CDA woordvoerder preventiebeleid Anne Kuik heeft Kamervragen gesteld over lachgas aan de minister voor Medische Zorg en de staatssecretaris van Volksgezondheid, Welzijn en Sport. Kuik: “Uit een rapport van het Trimbos-instituut blijkt dat lachgas een vrolijk en onschuldig imago heeft onder jongeren. Het is makkelijk verkrijgbaar en goedkoop. Dat zorgt ervoor dat het gebruik laagdrempelig is. Gebruikers onderschatten echter de risico’s die aan het gebruik van lachgas kleven. Het middel is verre van onschuldig, het kan leiden tot een tekort aan zuurstof in je hersenen, met als gevolg o.a. ernstige hoofdpijn, duizeligheid en verwardheid.”

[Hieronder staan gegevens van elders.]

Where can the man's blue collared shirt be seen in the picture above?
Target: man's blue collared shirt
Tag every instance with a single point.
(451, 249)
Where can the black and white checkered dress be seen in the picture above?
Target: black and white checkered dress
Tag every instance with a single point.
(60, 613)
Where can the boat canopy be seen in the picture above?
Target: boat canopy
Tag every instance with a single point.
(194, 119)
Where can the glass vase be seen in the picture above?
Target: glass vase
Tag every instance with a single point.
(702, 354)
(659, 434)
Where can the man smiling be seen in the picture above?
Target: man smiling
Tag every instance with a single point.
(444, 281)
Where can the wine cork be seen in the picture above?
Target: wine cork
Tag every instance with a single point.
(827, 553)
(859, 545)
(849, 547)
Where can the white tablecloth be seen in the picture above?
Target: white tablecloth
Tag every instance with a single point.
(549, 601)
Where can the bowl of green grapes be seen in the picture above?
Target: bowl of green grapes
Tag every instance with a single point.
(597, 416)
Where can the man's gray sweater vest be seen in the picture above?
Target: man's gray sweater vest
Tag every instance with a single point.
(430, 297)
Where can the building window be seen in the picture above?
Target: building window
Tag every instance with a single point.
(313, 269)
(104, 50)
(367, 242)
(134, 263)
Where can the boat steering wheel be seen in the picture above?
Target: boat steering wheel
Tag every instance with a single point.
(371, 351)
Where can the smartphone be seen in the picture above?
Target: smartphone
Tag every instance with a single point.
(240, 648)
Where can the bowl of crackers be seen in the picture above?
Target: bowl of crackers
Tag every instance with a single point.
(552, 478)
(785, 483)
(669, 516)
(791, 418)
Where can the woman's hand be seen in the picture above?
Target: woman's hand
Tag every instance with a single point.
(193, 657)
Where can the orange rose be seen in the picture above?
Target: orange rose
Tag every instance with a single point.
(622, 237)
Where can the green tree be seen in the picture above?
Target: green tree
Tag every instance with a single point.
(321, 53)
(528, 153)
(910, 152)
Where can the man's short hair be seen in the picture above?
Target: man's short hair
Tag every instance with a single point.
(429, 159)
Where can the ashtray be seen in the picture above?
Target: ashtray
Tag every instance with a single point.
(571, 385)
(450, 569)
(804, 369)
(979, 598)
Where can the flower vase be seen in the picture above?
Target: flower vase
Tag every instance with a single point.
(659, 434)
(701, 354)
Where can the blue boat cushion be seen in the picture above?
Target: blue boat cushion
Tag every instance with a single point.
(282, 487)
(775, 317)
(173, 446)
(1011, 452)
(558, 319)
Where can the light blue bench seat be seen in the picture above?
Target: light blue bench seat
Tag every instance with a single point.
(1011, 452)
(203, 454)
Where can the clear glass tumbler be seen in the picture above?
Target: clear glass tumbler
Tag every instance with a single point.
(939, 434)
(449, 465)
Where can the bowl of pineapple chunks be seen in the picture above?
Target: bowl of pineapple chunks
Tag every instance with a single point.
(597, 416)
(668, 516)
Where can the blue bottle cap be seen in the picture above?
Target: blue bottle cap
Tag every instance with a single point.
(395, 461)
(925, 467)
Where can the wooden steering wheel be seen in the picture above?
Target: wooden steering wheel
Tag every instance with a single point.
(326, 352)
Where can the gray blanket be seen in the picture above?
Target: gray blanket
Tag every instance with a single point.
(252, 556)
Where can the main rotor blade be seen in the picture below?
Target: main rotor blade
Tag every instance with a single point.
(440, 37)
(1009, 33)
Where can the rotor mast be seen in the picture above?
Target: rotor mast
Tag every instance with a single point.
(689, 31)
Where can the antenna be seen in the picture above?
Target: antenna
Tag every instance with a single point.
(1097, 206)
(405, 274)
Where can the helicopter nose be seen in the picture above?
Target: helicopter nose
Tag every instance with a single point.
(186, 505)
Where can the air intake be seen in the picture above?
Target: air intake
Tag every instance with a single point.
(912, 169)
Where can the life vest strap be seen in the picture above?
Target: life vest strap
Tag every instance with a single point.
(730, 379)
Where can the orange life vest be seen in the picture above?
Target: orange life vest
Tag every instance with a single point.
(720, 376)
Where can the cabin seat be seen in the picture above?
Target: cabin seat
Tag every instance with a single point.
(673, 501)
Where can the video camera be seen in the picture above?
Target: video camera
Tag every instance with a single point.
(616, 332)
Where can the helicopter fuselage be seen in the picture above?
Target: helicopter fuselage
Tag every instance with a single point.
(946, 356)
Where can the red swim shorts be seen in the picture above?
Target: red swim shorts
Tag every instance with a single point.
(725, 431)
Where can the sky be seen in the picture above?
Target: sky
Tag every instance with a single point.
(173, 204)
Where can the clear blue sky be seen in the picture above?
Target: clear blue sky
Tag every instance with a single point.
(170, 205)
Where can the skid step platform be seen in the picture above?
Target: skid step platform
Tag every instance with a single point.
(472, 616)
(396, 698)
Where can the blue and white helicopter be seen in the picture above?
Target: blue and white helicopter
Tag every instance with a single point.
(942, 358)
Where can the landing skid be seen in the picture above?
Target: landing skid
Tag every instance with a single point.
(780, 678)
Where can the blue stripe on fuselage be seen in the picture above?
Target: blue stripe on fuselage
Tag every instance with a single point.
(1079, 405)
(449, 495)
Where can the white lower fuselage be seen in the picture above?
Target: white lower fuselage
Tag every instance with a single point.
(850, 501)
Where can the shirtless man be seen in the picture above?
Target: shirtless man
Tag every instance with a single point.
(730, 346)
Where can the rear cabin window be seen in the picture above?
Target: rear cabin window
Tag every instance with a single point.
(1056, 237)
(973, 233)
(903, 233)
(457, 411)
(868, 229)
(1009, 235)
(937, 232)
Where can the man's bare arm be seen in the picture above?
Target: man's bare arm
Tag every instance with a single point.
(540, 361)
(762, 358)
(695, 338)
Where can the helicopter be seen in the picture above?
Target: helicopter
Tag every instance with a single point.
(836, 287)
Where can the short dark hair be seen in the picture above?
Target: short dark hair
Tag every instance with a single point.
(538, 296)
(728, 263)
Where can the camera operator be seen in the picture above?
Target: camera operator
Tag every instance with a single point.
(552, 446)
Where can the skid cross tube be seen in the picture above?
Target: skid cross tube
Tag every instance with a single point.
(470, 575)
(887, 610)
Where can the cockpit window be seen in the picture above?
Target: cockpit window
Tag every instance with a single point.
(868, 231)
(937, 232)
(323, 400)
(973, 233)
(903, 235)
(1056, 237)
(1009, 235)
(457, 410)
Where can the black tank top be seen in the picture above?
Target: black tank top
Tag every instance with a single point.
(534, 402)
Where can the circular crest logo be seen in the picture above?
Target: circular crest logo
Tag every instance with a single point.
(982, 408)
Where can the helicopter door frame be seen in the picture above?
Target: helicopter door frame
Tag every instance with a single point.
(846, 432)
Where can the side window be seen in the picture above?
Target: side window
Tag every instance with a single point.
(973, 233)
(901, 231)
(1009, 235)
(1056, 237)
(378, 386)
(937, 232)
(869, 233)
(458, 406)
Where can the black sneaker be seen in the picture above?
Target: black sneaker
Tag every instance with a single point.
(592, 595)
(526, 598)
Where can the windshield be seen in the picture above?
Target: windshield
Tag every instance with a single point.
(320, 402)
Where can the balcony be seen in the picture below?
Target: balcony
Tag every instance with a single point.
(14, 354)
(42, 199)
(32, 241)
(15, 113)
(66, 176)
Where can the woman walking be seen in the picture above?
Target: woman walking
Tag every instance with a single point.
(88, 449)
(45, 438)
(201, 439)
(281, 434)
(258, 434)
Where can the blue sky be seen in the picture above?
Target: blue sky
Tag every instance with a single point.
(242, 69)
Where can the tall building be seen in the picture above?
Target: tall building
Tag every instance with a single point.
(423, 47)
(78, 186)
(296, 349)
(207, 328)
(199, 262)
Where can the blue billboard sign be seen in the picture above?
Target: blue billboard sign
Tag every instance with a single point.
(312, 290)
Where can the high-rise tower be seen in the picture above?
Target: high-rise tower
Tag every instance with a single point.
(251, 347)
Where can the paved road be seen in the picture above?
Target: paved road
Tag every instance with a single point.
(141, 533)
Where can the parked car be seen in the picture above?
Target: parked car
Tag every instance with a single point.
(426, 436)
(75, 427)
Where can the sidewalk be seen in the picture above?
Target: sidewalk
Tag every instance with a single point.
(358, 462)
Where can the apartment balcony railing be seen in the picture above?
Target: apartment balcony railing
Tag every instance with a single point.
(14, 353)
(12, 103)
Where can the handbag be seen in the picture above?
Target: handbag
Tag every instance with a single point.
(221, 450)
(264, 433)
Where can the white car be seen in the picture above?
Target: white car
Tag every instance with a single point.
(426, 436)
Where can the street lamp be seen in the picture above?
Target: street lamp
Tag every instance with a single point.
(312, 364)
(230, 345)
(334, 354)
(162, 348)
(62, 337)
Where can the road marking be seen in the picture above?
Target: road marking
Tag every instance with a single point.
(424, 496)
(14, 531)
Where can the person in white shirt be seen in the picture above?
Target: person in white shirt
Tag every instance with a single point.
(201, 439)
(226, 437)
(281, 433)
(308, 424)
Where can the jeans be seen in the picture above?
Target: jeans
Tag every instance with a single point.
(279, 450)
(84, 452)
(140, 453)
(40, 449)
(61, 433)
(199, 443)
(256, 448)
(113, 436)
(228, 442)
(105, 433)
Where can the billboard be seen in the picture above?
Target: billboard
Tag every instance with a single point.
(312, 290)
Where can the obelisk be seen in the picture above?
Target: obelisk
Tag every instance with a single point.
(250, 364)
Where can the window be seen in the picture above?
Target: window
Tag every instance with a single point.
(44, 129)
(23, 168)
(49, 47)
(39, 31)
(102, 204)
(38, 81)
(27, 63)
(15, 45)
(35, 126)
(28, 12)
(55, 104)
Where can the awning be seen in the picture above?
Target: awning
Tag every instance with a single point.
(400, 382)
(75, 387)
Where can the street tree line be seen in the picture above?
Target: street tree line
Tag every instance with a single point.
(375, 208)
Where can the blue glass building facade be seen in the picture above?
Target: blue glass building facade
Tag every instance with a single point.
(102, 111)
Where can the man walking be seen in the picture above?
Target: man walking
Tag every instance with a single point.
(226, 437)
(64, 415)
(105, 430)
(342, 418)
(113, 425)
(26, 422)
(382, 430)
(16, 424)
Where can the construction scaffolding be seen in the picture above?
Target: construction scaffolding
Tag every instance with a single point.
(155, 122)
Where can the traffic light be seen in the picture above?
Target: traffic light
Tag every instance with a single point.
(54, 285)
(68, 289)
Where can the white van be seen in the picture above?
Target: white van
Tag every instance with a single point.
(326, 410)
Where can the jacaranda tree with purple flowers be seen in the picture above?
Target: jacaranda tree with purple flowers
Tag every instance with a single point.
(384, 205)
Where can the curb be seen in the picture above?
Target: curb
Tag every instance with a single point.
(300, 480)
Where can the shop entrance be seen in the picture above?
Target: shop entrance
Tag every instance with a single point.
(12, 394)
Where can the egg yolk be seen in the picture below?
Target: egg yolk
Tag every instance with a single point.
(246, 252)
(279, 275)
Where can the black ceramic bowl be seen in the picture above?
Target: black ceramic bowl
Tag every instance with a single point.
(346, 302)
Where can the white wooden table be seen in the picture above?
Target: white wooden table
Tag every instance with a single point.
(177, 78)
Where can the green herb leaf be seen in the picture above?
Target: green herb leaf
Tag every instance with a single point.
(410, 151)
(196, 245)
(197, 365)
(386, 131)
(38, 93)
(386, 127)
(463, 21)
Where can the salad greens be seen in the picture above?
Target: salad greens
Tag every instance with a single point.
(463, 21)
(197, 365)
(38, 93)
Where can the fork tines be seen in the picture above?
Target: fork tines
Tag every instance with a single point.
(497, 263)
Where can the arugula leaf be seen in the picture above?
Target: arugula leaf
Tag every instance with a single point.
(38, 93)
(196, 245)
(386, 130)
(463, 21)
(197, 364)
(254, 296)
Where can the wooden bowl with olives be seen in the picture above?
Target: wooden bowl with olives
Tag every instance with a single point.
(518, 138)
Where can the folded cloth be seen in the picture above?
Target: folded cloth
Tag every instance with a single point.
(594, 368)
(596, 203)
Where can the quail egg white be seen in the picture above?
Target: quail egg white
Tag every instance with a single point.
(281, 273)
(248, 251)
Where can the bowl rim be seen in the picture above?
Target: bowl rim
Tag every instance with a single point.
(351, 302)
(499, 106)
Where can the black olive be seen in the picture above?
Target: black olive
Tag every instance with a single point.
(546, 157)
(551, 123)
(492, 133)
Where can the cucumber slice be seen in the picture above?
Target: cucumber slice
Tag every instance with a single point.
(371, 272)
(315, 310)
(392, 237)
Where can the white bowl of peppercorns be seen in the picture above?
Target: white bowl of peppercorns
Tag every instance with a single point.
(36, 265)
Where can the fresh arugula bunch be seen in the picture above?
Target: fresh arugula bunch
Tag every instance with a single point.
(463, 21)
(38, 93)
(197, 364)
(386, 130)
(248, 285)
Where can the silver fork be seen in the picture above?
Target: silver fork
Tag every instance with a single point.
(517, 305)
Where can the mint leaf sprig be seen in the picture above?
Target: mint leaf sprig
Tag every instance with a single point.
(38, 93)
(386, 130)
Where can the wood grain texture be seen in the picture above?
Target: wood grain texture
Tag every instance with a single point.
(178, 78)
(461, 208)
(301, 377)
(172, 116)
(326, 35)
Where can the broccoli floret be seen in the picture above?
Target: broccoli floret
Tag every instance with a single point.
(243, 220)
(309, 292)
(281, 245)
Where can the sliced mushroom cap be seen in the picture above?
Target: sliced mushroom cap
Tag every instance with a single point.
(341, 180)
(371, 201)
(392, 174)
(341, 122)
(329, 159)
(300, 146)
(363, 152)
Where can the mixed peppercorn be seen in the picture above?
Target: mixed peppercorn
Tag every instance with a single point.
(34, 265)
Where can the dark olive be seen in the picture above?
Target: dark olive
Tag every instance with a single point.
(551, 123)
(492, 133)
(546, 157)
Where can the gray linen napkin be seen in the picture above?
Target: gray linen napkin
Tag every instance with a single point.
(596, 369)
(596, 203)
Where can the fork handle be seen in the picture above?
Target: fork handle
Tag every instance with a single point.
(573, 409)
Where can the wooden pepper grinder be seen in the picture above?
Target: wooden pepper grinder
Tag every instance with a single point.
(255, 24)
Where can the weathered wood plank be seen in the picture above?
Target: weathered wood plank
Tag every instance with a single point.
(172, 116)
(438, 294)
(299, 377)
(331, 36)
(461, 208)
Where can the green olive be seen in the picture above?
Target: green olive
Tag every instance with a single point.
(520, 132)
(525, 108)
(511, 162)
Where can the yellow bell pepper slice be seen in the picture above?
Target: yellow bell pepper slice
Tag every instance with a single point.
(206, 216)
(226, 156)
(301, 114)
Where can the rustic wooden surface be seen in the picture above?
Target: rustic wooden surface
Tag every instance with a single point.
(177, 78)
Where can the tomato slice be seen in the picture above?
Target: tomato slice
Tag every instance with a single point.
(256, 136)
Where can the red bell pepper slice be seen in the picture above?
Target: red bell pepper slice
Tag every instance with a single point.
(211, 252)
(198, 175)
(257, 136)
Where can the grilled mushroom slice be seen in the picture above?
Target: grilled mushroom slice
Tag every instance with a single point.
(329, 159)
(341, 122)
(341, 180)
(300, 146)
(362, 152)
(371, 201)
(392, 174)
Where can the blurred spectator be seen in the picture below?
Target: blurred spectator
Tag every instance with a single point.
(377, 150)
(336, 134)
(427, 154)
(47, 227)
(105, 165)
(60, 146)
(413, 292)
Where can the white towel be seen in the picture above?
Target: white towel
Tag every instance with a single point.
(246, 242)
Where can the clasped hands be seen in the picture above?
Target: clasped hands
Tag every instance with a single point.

Kuik roept de minister en staatssecretaris op om een voorlichtingscampagne te starten, om de gebruikers op de risico’s van het gebruik te wijzen. Ook wil zij dat de online aanschaf van lachgas voor recreatief gebruik moeilijker wordt gemaakt, en dat er een onderzoek komt naar de lange termijneffecten van veelvuldig gebruik van lachgas bij jongeren.
Vragen van het lid Kuik (CDA) aan de Minister voor Medische Zorg en de Staatssecretaris van Volksgezondheid, Welzijn en Sport over de normalisering van gebruik van lachgas voor recreatieve doeleinden
1. Heeft u kennis genomen van het artikel in het AD naar aanleiding van het rapport van het Trimbos-instituut? 1)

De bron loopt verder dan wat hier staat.